Whey protein contains all nine essential amino acids—and a lot of them—making it a terrific supplement for gaining strength and size. Furthermore, whey protein contains two amino acids that are thought to be even more important when it comes to working out.
These are leucine and cysteine, with leucine being the most growth-promoting amino acid out there. Part of the reason is that these amino acids are processed in the muscles, rather than in different parts of the body like the other essential amino acids.
There’s also the added benefit of whey protein being quick to absorb. While discussion does exist whether it’s better to supplement with before or after a workout, even taking it through the course of the day to up your calories and protein intake is a good strategy—at least when you’re in a bulking phase.
The last thing to remember is to make sure that your whey protein is of high quality. You don’t want any fillers or other gunk getting in the way of your gains, so ensure that you’re getting it from a reputable source.
The diet and workout routine outlined above is sure to put you on the path to bulging muscles—whether or not you share Diesel’s genetics. However, it’s just as important to take care of the mental aspect. This is a factor that the actor seems to stress when talking about his working out.
Part of taking care of the mental side of things is resting enough.
Not only do you need a proper sleep schedule with eight hours of sleep in order to maximize your gains, but you also need it in order to maintain a good mood.
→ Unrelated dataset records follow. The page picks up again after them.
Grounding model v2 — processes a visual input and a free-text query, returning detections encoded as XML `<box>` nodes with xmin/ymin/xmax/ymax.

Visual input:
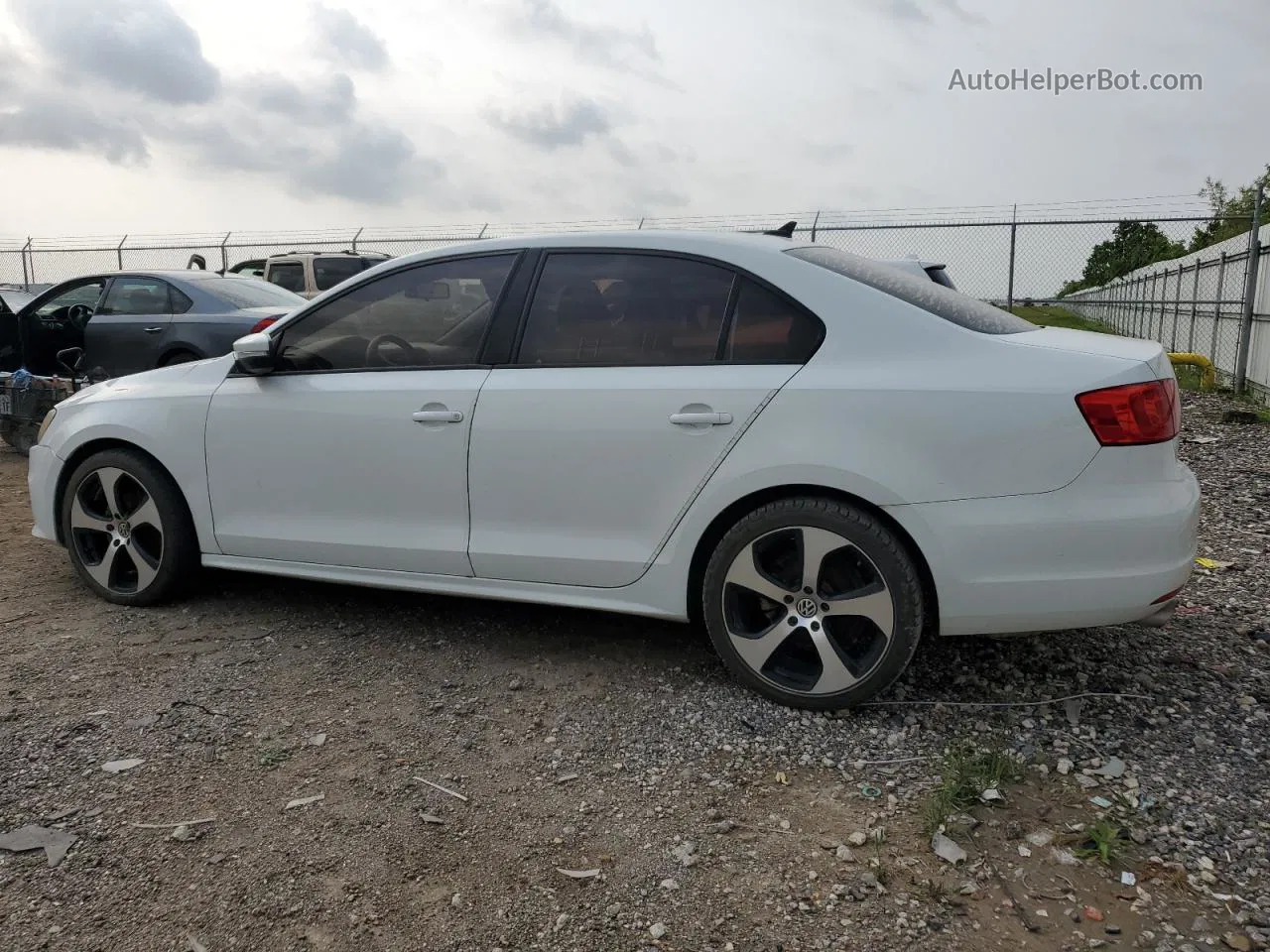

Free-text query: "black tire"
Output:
<box><xmin>701</xmin><ymin>496</ymin><xmax>925</xmax><ymax>711</ymax></box>
<box><xmin>59</xmin><ymin>449</ymin><xmax>200</xmax><ymax>606</ymax></box>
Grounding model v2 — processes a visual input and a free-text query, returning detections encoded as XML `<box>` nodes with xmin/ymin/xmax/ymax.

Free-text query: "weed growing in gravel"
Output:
<box><xmin>1076</xmin><ymin>817</ymin><xmax>1124</xmax><ymax>866</ymax></box>
<box><xmin>260</xmin><ymin>748</ymin><xmax>291</xmax><ymax>771</ymax></box>
<box><xmin>922</xmin><ymin>745</ymin><xmax>1022</xmax><ymax>834</ymax></box>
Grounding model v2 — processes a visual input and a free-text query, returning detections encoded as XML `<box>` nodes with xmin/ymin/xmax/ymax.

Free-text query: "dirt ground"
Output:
<box><xmin>0</xmin><ymin>396</ymin><xmax>1270</xmax><ymax>952</ymax></box>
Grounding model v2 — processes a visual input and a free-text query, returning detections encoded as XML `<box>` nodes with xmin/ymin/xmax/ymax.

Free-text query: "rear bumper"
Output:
<box><xmin>888</xmin><ymin>444</ymin><xmax>1199</xmax><ymax>635</ymax></box>
<box><xmin>27</xmin><ymin>443</ymin><xmax>63</xmax><ymax>542</ymax></box>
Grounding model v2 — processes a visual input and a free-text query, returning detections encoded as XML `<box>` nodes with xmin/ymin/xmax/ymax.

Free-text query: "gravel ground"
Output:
<box><xmin>0</xmin><ymin>395</ymin><xmax>1270</xmax><ymax>952</ymax></box>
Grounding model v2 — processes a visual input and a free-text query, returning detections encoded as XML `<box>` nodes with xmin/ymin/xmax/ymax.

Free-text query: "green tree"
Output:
<box><xmin>1080</xmin><ymin>221</ymin><xmax>1187</xmax><ymax>287</ymax></box>
<box><xmin>1190</xmin><ymin>165</ymin><xmax>1270</xmax><ymax>251</ymax></box>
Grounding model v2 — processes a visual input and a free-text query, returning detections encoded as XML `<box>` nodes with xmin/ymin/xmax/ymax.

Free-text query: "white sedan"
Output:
<box><xmin>29</xmin><ymin>231</ymin><xmax>1199</xmax><ymax>708</ymax></box>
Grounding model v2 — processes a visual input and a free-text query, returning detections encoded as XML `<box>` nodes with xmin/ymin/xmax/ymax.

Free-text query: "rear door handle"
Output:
<box><xmin>410</xmin><ymin>410</ymin><xmax>463</xmax><ymax>422</ymax></box>
<box><xmin>671</xmin><ymin>413</ymin><xmax>731</xmax><ymax>426</ymax></box>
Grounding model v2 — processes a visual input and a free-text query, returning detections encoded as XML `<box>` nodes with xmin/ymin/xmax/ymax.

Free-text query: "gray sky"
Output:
<box><xmin>0</xmin><ymin>0</ymin><xmax>1270</xmax><ymax>236</ymax></box>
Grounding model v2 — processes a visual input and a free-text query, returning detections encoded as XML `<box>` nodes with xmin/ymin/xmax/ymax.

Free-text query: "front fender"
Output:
<box><xmin>45</xmin><ymin>364</ymin><xmax>223</xmax><ymax>553</ymax></box>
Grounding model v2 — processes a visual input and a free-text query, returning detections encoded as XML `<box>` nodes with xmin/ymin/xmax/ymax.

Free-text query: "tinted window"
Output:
<box><xmin>98</xmin><ymin>278</ymin><xmax>172</xmax><ymax>316</ymax></box>
<box><xmin>314</xmin><ymin>258</ymin><xmax>371</xmax><ymax>291</ymax></box>
<box><xmin>198</xmin><ymin>277</ymin><xmax>305</xmax><ymax>308</ymax></box>
<box><xmin>785</xmin><ymin>246</ymin><xmax>1036</xmax><ymax>334</ymax></box>
<box><xmin>168</xmin><ymin>285</ymin><xmax>194</xmax><ymax>313</ymax></box>
<box><xmin>269</xmin><ymin>262</ymin><xmax>305</xmax><ymax>291</ymax></box>
<box><xmin>280</xmin><ymin>255</ymin><xmax>516</xmax><ymax>371</ymax></box>
<box><xmin>724</xmin><ymin>278</ymin><xmax>825</xmax><ymax>363</ymax></box>
<box><xmin>36</xmin><ymin>278</ymin><xmax>105</xmax><ymax>321</ymax></box>
<box><xmin>520</xmin><ymin>253</ymin><xmax>734</xmax><ymax>364</ymax></box>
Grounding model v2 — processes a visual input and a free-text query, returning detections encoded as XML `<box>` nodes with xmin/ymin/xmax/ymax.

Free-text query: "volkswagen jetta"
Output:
<box><xmin>29</xmin><ymin>231</ymin><xmax>1199</xmax><ymax>708</ymax></box>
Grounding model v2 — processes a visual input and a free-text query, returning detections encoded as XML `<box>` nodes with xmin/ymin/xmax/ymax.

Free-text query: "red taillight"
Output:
<box><xmin>1076</xmin><ymin>377</ymin><xmax>1181</xmax><ymax>447</ymax></box>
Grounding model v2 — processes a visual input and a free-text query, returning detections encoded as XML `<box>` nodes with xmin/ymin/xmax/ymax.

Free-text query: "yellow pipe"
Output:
<box><xmin>1169</xmin><ymin>354</ymin><xmax>1216</xmax><ymax>390</ymax></box>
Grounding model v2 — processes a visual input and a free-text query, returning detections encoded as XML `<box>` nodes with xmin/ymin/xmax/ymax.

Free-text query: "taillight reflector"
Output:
<box><xmin>1076</xmin><ymin>378</ymin><xmax>1181</xmax><ymax>447</ymax></box>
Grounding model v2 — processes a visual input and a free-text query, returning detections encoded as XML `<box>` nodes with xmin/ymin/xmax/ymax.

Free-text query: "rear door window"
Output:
<box><xmin>520</xmin><ymin>251</ymin><xmax>735</xmax><ymax>366</ymax></box>
<box><xmin>269</xmin><ymin>262</ymin><xmax>305</xmax><ymax>295</ymax></box>
<box><xmin>98</xmin><ymin>278</ymin><xmax>172</xmax><ymax>316</ymax></box>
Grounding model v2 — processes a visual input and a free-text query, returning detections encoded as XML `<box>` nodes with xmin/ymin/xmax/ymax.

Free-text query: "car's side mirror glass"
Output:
<box><xmin>56</xmin><ymin>346</ymin><xmax>83</xmax><ymax>377</ymax></box>
<box><xmin>234</xmin><ymin>332</ymin><xmax>278</xmax><ymax>377</ymax></box>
Rest may sometimes seem useless, but the benefits will compound and payout in dividends later on. This leads us to our next point: Diesel stresses the need to de-stress sometimes. Yes — working out is important and eating healthy is even more important — but it’s even more important to take things one step at a time.
It’s essential to be consistent with your lifestyle, but you don’t want to burn yourself out or injure yourself. Some days you might not be able to hit your goals. Sometimes even for weeks. But what matters is that you bring yourself out of that slump — whenever that is.
And that’s one of the biggest takeaways from Diesel’s approach to fitness: the importance of the mind and the body. If you’re doing things to make your body feel good over the long term, looking good and feeling great are going to come with time.
The point is to keep your eyes on the prize, don’t stress over the little things, and work hard without burning yourself out. After all, fitness isn’t a sprint. Working out in order to look better next month isn’t a good mindset to cultivate.
Rather, you want to be looking at the long-term and listening to your body in the process. And that is how you can expect to have the Vin Diesel body and mindset when you’re over 50.